The place we're at on that journey includes no product owner and a new way of delivering with variable length time boxes, microreleases and no estimates. It includes doing things that are "impossible" fairly regularly, but also working really really hard to work smart.

Like so many people, I've come to live the agile life through Scrum. I remember well how it was described as the training wheels, and we have definitely graduated from using any of that into much more focus in the engineering practices within a very simple idea of delivering a flow of value. I know the whole team side of how we work and how the organization around us is trying to support us, but in particular I know how we test.

This is an article I started writing in my mind a year ago, when I had several people submit to European Testing Conference experience reports on how to move into Agile Testing. I was inspired by the stories of surviving in Scrum, learning to work in same teams with programmers, but always with the feel of taking a step forward without understanding that there were so many more steps - and that there could be alternative steps that would take you further.

The Pushbike Metaphor

For any of you with a long memory or kids that job your memory, you might be able to go back and retrieve one about the joy of learning to ride a bike. Back in the days I was little, we used training wheels on the kids learning biking, just to make sure they didn't crash and fall as they were learning. Looking around the streets in the summer, I see kids with wobbly training wheels where they no longer really need them, but they are around for just in case, soon to be removed as the kids are driving without them.

Not so many years back, my own kids were at an age where learning biking was a thing. But instead of doing it like we always used to do with the training wheels, they started off with a fun thing called pushbike. It's basically a small size bicycle, without pedals. With a pushbike, you learn to balance. And it turns out balancing is kind of the core of learning to bike.

My kids never went through the training wheels. They were scaring the hell out of me on going faster than I would on their pushbikes, and naturally graduating to just ones with added pedals.

This is a metaphor Joshua Kerievsky uses to describe how in Agile we should no longer be going through Scrum (the training wheels) but figure out what is the pushbike of agile taking us to continuous delivery sooner. Joshua's stuff is packaged in a really nice format with Modern Agile. It just rarely talks of testing.

People often think threes only one way to learn things but there are other, newer, and safer ways.

The Pushbike of Agile Testing

What would the faster way of learning to be awesome at Agile Testing then look like, in comparison to the current popular ways?

A popular approach to regression testing when moving to agile is heavy prioritization (doing less) and intensive focus on automation.
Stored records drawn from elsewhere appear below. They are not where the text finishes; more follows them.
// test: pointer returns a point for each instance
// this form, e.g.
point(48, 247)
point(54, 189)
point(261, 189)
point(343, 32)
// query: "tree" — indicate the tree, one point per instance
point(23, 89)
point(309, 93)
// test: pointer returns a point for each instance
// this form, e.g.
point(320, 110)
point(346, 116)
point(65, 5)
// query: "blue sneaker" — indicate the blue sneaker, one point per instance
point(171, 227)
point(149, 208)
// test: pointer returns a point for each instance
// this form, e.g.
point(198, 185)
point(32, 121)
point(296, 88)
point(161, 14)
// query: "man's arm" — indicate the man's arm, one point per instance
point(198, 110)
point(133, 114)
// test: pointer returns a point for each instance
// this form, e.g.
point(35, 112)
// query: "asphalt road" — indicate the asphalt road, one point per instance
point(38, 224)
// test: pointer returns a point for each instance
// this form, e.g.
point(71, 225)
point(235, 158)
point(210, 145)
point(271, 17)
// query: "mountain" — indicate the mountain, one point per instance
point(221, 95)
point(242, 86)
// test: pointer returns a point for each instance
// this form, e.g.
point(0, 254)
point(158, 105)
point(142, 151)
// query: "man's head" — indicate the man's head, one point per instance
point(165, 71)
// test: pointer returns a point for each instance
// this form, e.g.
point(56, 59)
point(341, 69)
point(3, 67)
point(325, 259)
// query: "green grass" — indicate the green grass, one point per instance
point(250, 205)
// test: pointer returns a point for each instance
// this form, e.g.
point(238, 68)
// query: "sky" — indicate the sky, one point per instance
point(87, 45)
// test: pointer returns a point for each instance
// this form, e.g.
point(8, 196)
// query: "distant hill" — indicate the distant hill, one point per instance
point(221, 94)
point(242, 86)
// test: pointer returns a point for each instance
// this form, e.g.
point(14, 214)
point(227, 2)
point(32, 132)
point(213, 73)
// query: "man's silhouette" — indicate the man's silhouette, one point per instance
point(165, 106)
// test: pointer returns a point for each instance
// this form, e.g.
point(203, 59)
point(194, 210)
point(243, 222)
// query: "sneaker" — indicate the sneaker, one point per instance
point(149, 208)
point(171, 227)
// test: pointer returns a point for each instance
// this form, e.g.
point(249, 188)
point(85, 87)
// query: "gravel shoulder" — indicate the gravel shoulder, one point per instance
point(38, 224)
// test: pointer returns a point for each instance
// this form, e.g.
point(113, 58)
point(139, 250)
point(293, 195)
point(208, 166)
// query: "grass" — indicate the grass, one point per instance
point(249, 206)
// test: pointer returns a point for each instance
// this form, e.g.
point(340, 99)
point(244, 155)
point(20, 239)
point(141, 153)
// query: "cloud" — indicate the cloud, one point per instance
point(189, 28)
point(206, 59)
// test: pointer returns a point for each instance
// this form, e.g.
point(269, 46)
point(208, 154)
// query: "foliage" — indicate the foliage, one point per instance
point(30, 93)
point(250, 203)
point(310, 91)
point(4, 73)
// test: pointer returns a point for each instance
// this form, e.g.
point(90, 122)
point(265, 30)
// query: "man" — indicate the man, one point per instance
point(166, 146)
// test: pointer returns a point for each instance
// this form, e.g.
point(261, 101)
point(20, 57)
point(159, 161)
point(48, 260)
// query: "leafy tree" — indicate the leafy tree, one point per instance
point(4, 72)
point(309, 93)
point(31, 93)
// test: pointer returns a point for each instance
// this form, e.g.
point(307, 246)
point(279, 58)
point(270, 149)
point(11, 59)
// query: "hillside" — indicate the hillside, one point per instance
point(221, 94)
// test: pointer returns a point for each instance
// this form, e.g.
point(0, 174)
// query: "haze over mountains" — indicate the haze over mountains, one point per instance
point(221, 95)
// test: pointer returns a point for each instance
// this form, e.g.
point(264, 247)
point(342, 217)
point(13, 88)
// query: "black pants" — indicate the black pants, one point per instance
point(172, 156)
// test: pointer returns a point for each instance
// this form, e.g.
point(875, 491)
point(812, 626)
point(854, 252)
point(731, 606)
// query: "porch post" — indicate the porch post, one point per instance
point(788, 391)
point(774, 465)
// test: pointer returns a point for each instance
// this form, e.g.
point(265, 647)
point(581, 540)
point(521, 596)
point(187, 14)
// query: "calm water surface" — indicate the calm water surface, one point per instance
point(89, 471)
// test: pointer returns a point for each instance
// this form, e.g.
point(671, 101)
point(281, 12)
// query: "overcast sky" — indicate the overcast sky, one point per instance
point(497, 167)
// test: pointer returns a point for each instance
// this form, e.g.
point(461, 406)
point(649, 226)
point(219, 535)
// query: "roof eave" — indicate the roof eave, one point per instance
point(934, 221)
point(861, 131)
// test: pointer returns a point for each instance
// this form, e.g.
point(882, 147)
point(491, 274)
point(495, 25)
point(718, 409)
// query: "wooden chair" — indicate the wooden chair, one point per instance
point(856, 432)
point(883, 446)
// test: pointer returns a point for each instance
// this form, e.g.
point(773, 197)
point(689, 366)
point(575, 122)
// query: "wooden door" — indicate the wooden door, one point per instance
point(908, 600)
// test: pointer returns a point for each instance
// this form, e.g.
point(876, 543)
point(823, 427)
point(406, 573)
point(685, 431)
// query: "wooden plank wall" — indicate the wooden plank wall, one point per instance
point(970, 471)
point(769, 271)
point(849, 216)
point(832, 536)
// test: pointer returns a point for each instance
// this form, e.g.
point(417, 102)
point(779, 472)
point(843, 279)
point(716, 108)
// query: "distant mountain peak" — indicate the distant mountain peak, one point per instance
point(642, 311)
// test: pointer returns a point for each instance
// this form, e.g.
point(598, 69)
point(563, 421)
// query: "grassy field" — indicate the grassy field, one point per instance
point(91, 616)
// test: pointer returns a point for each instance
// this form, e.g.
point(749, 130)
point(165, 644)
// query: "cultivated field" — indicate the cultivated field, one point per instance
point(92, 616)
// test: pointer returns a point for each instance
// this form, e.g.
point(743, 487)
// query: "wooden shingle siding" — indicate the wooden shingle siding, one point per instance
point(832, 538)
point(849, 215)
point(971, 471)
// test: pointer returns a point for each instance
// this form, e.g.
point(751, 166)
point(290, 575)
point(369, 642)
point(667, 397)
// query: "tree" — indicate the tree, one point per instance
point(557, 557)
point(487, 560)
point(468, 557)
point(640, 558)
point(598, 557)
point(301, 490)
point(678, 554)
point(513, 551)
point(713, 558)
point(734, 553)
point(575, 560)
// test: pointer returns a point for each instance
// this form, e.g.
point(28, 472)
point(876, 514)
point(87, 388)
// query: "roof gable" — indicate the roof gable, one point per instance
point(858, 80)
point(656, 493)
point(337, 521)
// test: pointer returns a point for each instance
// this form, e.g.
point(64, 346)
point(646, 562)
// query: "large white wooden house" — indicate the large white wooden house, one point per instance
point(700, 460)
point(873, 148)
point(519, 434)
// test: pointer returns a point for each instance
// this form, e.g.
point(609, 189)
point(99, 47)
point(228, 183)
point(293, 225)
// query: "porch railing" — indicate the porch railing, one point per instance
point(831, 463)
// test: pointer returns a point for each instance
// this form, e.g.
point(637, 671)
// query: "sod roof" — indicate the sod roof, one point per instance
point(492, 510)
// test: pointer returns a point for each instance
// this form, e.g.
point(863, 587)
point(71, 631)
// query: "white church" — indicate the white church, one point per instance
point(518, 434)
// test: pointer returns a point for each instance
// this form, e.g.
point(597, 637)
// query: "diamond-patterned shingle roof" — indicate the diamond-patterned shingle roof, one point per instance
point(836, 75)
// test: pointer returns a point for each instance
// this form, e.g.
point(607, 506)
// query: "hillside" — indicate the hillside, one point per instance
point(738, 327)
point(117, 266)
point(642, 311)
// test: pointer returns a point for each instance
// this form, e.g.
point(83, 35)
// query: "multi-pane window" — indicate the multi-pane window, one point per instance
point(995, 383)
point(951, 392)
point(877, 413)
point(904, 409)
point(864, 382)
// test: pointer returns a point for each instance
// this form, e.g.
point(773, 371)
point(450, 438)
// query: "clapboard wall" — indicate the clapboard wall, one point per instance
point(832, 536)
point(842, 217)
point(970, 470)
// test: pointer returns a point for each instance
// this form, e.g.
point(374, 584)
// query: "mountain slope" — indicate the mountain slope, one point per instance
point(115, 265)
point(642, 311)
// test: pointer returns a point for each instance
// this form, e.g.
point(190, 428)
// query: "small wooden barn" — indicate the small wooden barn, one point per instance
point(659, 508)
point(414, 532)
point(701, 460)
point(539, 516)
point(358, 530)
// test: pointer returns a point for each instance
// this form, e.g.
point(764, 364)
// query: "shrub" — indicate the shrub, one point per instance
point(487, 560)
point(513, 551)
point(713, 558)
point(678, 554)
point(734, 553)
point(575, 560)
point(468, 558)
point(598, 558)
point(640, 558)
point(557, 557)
A faster way to regression testing is to stop doing it completely and focus on being able to fix problems in production within minutes of noticing them, as well as ways of noticing them through means of monitoring.

A popular approach to collaborating as testers is to move work "left" and have testers actively speak while we are in story discovery workshops, culminating into common agreement of what examples to automate.

A faster way to collaborating is mobbing, doing everything together. Believing that like in an orchestral piece, every instrument have their place in making the overall piece perfect. And finding a problem or encompassing testers perspectives in everyone's learnings is a part of that.

A popular approach to reporting testing is to find a more lightweight way, and center it around stories / automation completed.

A faster approach to reporting testing is to not report testing, but to deliver to production in a way that includes testing.

A popular approach to reporting bugs is to tag story bugs to story, and other bugs (found late on closed stories) separately to a backlog.

A faster approach is to never report a bug by an internal tester, but always pair to fix the problems as soon as they are found. Fix and forget includes having appropriate test automation in place.